CONSELLA A. LEE
NEW YORK (AP) -- Most energy, metals and agricultural futures closed higher Thursday as investors' growing confidence about the economy made them more willing to buy riskier assets including commodities.
Gold and copper futures were among the few commodities that fell.
The day's economic news was promising. The Labor Department said initial claims for unemployment benefits fell last week, the second straight weekly decline. The department said claims dipped to 448,000, slightly above analysts' forecast of 445,000, according to Thomson Reuters. That lifted hopes that layoffs are slowing.
Meanwhile, it appeared that the crisis over Greece's ability to pay its debt was easing. European and German officials said they were working quickly on approving a bailout for the country. European Union monetary affairs commissioner Olli Rehn said he was "confident the talks will be concluded in the next days."
Investors shied away from risky assets including commodities earlier in the week amid fears that Greece might default on debt coming due next month. A default would threaten the euro, the currency shared by 16 European nations, and put the continent's economic recovery in jeopardy. It could also set back the recovery in the U.S.
But investors were betting on a Greek bailout, and that the global recovery and demand for commodities would continue to grow. That lifted oil prices above $85 a barrel.
Light sweet crude oil for June delivery rose $1.95 to settle at $85.17 a barrel on the New York Mercantile Exchange.
Natural gas prices fell 8 percent after the government said supplies expanded more than expected. Natural gas fell 36.8 cents to settle at $3.980 per 1,000 cubic feet.
Kevin Davitt, senior market analyst and trader at LaSalle Futures Group in Chicago, said "What we're seeing is risk appetite kind of come back over the past two days. I think the metals and energy are the beneficiaries of that."
Silver, platinum and palladium advanced. Silver for July deliver rose $4.44 to settle at $18.579 an ounce. Platinum for July delivery rose $20.10 to settle at $1,733.70 an ounce. Palladium for June delivery rose $7.10 to settle at $549 an ounce. All three metals trade on Nymex.
Platinum and palladium are used in catalytic converters in cars. Auto sales have been picking up, and would be expected to continue their recovery as the economy grows.
Gold fell as Greece's debt situation looked less dire.

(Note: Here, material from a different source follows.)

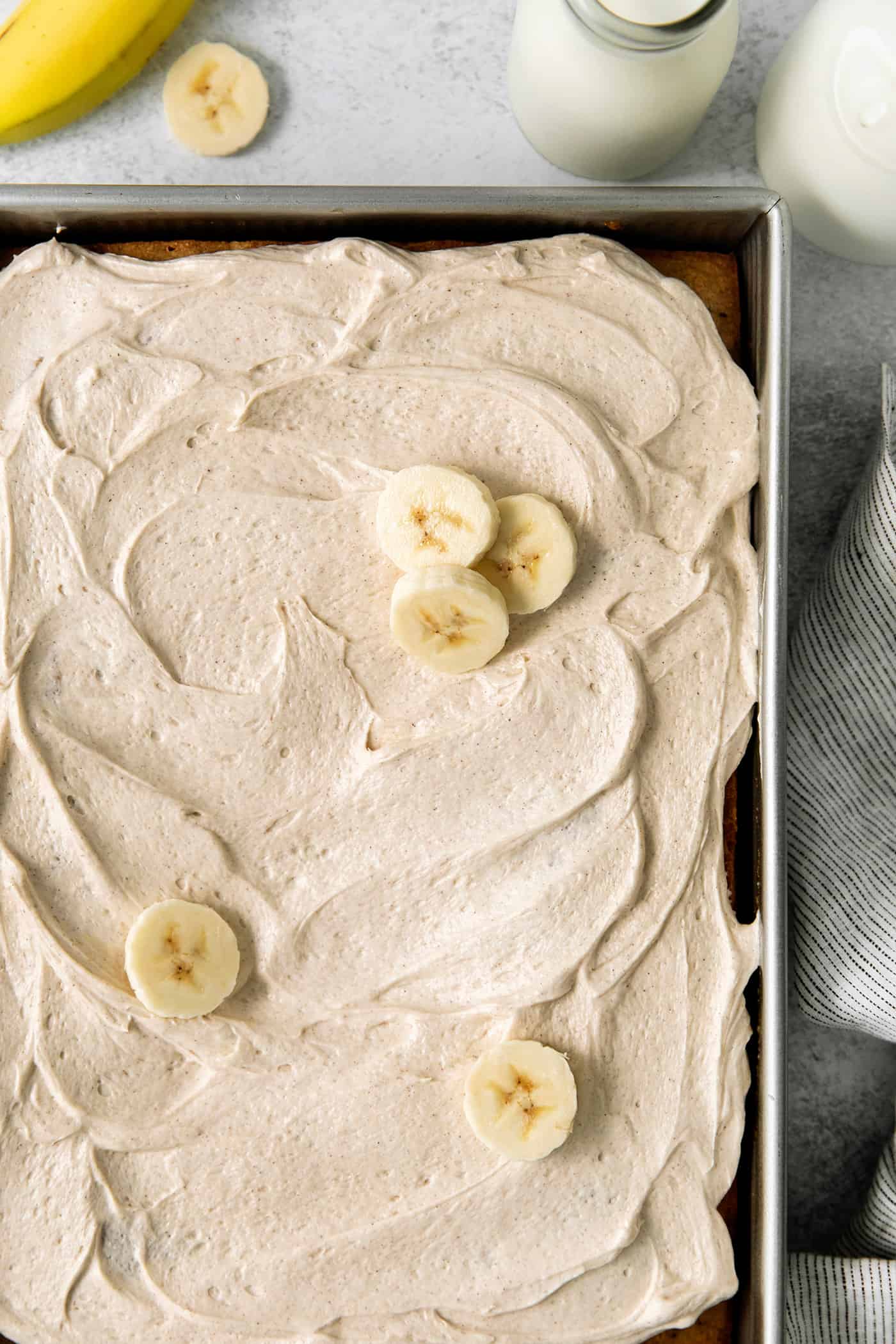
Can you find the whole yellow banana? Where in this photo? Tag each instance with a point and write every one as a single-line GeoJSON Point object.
{"type": "Point", "coordinates": [61, 58]}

The metal lost some of its appeal as a safer investment -- investors often turn to it during times of economic or political uncertainty.
Gold for June delivery fell $3 to settle at $1,168.80 an ounce on the Nymex.
Copper for July delivery fell 3.6 cents to settle at $3.3505 a pound.
Commodities also got a lift from a drop in the dollar, which, like gold, is seen as a safe place to invest in. The ICE Futures US dollar index, which measures the dollar against six other currencies, fell 0.47 percent.
The weaker dollar makes commodities a better deal for foreign investors since most commodities are priced in dollars.
Corn benefited from a recent purchase by China. Corn for July delivery rose 5 cents to settle at $3.69 a bushel.
Countries such as Iraq, Algeria and Jordan, which are big importers of wheat, have helped to support its price. July wheat rose 7.5 cents to settle at $4.9550 a bushel.
Soybeans for July delivery rose to 2.5 cents to settle at $9.96 a bushel. Soybeans are used in milk, oils and tofu.